Koroma stressed his government’s strong focus on the private sector. “It is this belief in the centrality of the private sector in our economic transformation that brought billions of dollars’ worth of investment to Sierra Leone before Ebola struck,” he said.

According to the UN Conference on Trade and Development, net foreign direct investment into Sierra Leone totalled US$2 billion between 2010 and 2014, up from $402 million in the previous five years. President Koroma attributed this steep increase in investment to “political stability and sound macroeconomic fundamentals”. He added: “These opportunities still exist, and this private sector friendliness still exists.”

Coming from the business sector, President Koroma said: “I do understand and fully appreciate the workings and challenges of the private sector more than any other president our country has had; and I have always lent the authority of my office to create the environment for businesses to thrive.”

President Koroma assured investors: “Sierra Leone offers a gateway for private businesses to either invest alone or in public-private partnerships in priority areas such as electrification, ports, airports and toll road concessions, highways, subways and railways, mass social housing, water treatment plants and irrigation as well as information and communication technologies.”
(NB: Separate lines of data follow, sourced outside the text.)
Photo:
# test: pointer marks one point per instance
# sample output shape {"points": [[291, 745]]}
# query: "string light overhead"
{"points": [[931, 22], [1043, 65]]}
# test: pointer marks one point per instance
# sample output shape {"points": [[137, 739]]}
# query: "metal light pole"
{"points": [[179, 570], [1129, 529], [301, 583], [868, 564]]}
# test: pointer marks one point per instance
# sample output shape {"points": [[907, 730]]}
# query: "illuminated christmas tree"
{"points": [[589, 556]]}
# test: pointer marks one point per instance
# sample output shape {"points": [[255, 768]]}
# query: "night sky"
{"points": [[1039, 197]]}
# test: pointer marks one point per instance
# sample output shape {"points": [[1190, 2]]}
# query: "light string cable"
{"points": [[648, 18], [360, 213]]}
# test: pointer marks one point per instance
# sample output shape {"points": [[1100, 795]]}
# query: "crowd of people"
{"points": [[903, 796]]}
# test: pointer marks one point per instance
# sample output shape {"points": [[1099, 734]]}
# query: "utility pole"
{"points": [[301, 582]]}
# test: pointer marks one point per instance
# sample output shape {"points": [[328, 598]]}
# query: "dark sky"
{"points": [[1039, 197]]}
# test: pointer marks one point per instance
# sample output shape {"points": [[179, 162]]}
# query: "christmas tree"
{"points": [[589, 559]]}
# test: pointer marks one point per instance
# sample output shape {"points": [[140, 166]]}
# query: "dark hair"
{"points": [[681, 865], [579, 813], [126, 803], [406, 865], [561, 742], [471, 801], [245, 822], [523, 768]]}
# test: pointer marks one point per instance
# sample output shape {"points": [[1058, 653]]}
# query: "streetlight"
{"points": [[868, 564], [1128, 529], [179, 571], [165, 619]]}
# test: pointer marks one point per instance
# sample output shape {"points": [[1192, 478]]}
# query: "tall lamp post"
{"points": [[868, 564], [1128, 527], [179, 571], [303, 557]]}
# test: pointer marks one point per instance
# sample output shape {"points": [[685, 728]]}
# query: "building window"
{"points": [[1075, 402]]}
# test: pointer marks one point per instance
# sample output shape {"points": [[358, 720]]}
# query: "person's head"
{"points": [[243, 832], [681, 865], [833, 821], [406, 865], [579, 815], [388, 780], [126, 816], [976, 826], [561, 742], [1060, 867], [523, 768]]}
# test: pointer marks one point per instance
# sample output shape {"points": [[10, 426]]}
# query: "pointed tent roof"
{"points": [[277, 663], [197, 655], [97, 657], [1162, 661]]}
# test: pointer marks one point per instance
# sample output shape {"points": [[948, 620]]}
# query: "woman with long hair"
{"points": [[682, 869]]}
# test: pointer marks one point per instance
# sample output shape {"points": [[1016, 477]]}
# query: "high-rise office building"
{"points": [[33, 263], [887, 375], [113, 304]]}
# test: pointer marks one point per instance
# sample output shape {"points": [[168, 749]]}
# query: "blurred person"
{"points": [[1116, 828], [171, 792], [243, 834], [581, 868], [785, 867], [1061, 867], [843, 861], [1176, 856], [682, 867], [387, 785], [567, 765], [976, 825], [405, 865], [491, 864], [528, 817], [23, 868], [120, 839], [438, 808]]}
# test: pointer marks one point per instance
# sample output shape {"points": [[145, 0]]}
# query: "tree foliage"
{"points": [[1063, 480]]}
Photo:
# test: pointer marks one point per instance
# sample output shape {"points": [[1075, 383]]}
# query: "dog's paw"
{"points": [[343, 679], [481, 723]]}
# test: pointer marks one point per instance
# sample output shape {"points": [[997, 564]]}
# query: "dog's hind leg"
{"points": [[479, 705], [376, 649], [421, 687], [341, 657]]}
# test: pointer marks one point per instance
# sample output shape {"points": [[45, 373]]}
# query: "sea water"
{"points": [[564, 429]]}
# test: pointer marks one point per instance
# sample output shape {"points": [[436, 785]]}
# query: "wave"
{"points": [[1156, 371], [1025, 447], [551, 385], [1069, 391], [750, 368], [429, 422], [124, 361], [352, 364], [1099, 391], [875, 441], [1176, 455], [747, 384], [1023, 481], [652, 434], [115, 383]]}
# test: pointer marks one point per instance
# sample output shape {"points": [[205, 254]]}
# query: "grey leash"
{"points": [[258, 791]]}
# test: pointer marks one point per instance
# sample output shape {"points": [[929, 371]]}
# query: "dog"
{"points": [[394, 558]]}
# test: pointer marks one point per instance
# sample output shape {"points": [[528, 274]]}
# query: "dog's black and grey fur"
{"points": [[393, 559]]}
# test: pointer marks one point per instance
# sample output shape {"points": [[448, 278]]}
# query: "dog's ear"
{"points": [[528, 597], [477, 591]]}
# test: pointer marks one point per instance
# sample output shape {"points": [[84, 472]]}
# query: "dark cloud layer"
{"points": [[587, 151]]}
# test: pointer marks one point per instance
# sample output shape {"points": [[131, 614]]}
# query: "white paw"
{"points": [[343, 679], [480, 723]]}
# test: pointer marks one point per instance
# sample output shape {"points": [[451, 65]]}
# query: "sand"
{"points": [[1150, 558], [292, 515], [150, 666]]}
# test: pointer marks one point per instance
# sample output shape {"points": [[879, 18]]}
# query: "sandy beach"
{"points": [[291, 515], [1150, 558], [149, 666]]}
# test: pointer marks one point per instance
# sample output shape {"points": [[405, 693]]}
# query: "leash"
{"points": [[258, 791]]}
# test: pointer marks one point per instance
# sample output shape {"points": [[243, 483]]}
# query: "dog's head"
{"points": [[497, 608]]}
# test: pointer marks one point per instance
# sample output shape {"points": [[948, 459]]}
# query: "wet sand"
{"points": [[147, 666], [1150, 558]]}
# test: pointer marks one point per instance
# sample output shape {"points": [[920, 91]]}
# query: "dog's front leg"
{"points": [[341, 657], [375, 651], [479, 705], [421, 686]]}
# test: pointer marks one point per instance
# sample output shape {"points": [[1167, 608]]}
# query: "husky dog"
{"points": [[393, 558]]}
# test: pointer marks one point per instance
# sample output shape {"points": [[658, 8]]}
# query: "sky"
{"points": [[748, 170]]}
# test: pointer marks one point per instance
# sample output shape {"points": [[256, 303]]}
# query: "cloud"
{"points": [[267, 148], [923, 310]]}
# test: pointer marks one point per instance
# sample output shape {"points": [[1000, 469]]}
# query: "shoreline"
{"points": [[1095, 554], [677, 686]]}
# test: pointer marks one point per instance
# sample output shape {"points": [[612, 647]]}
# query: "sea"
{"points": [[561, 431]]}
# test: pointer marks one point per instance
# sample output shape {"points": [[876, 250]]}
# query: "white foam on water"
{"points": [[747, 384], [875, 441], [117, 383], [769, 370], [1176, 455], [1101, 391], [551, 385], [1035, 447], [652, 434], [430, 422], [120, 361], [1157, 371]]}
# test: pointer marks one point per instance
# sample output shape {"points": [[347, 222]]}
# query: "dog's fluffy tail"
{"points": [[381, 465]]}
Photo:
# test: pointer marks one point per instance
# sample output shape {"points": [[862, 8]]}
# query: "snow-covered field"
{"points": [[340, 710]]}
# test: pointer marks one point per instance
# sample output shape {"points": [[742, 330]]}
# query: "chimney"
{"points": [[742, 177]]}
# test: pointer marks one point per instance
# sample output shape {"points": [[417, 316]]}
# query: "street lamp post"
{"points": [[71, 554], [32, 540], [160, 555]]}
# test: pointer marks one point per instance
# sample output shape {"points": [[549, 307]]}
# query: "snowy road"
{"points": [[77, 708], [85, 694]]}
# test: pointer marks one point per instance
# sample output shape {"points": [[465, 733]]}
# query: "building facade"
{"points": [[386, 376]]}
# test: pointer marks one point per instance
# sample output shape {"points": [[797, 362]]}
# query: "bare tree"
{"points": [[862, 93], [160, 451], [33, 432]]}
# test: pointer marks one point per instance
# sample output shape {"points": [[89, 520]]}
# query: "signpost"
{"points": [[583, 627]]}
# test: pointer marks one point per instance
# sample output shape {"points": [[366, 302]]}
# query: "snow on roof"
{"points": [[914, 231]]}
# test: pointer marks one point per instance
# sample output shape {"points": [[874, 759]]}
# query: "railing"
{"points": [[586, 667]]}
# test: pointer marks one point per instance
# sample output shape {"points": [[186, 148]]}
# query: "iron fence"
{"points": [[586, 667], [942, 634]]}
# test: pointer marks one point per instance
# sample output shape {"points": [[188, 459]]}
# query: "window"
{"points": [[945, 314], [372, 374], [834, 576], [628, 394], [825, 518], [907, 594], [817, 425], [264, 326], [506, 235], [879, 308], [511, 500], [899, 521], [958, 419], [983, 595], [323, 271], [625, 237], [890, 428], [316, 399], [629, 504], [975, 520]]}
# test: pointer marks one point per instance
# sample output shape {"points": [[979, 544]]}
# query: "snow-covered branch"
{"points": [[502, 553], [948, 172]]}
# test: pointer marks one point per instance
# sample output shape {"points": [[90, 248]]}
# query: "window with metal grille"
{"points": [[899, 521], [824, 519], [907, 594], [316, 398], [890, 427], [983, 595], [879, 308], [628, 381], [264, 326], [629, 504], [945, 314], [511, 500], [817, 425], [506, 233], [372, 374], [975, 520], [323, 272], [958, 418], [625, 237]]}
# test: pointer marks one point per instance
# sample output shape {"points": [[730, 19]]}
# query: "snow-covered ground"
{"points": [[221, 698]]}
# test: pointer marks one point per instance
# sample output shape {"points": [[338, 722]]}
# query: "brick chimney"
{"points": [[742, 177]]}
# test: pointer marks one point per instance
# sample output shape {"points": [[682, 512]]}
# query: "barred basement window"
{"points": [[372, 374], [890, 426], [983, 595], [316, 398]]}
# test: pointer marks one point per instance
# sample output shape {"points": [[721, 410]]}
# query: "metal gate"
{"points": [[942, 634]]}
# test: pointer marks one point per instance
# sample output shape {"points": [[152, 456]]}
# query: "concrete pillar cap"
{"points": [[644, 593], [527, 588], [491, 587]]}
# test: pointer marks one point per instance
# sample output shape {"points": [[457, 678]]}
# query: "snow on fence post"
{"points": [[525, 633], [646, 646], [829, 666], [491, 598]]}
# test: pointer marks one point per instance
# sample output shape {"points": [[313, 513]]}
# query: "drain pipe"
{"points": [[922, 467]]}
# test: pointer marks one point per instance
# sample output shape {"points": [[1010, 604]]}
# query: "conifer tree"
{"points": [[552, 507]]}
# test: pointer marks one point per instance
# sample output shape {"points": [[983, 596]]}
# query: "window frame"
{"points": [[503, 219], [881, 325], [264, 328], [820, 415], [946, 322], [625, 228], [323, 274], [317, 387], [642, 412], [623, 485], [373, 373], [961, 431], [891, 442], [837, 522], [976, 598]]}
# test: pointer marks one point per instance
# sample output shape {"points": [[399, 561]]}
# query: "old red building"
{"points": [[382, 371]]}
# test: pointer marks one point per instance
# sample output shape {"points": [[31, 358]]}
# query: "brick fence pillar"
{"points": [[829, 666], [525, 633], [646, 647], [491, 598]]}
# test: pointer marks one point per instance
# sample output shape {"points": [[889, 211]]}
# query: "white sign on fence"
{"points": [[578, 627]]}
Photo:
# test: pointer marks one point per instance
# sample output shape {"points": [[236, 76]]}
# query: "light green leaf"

The UK’s Minister for Africa, James Duddridge, hoped that the Forum would be a pushing point that would help Sierra Leone to move its economy forward. He announced that the UK Government was committed to supporting Sierra Leone’s recovery. “We have pledged over £240 million (€309 million) over the next two years to support the President’s plans for recovery,” Duddridge said. “It’s not about aid. It’s about business and there are huge areas for private sector involvement,” he emphasised, encouraging British companies to look towards the West African country.

Analysts consider Sierra Leone a haven of investment opportunities due to its rich mineral deposits, huge potential in renewable energy, in particular solar and hydro-electric, its strategic shipping location on the Atlantic seaboard of West Africa, with one of the largest natural harbours in the world, as well as its millions of hectares of forests and fertile agricultural land and abundant fish stocks.